The current owners, Seattle restaurateurs Heather Earnhardt and Zac Young, offer a rotating breakfast, lunch and dinner menu continuing to feature Tokeland's fresh seafood and the hotel's signature Cranberry Pot Roast."It’s “Big Food Big Love,” as the title of [Heather Earnhardt's] 2016 cookbook puts it — including her famous fried chicken at breakfast, lunch and dinner. As befits historical Pacific Northwest coastal lodging — and as Earnhardt and Young befriend local, independent sources — there are oysters, Dungeness crab and more, fresh from right around the bay."

===Local lore===
The Tokeland Hotel lists on its website Rooms 4 and 7 as 'Haunted Rooms' and enthusiasts have regularly visited the Tokeland Hotel to test for paranormal activity.

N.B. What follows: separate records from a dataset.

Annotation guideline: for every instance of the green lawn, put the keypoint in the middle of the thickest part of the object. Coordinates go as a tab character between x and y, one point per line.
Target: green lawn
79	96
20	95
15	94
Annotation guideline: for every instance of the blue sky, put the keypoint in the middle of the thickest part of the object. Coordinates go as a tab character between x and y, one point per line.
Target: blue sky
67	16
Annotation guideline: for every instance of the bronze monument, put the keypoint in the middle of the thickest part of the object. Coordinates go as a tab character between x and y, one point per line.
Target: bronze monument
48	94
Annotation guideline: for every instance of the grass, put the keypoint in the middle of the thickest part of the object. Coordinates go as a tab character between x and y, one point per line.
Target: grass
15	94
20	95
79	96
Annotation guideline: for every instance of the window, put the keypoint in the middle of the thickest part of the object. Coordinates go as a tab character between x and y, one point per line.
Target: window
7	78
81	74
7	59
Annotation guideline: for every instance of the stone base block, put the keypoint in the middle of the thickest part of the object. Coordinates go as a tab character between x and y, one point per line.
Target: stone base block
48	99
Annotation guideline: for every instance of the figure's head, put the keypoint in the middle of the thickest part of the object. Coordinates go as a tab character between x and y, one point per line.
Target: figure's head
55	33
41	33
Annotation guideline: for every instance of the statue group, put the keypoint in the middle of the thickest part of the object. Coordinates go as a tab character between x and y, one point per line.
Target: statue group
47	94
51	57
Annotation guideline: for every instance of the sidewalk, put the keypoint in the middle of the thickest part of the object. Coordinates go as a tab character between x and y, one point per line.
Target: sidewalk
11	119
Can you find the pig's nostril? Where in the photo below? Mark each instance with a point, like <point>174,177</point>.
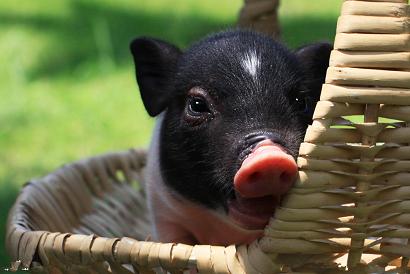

One of several ghosts said to haunt the premises is known as "Charley", an immigrant from mainland China smuggled into the US to work on the railroads in the early 1900s. Having jumped ship and swum ashore, Charley fled the smugglers pursuing him. The Kindreds are said to have offered Charley a hiding place behind the parlor fireplace. But while waiting for the coast to clear, Charley died of suffocation and roams the hallways and sometimes spins dinner plates at the restaurant. "I'm leaving with a sense that there are a lot of secrets hidden in the walls. I do feel like something's happened here" - Teresa Carol, clairvoyantOn the grounds of the Tokeland Hotel the headstones of Lizzie Kindred's half brothers can be found, brought over from the Cedar River cemetery as it was being washed away. One belongs to Albert Brown (April 1, 1856 - May 1, 1866) who, stuck in the mud in Teal Duck Slough, drowned as the tide came in when Lizzie Kindred was only three. The other belongs to Leonidus Norris (April 18, 1849 - April 8, 1873) who died in a shooting accident at 24.

10-year old Albert is rumored to haunt the halls of the hotel. Guests have also reported feeling a ghost cat pad across their bed.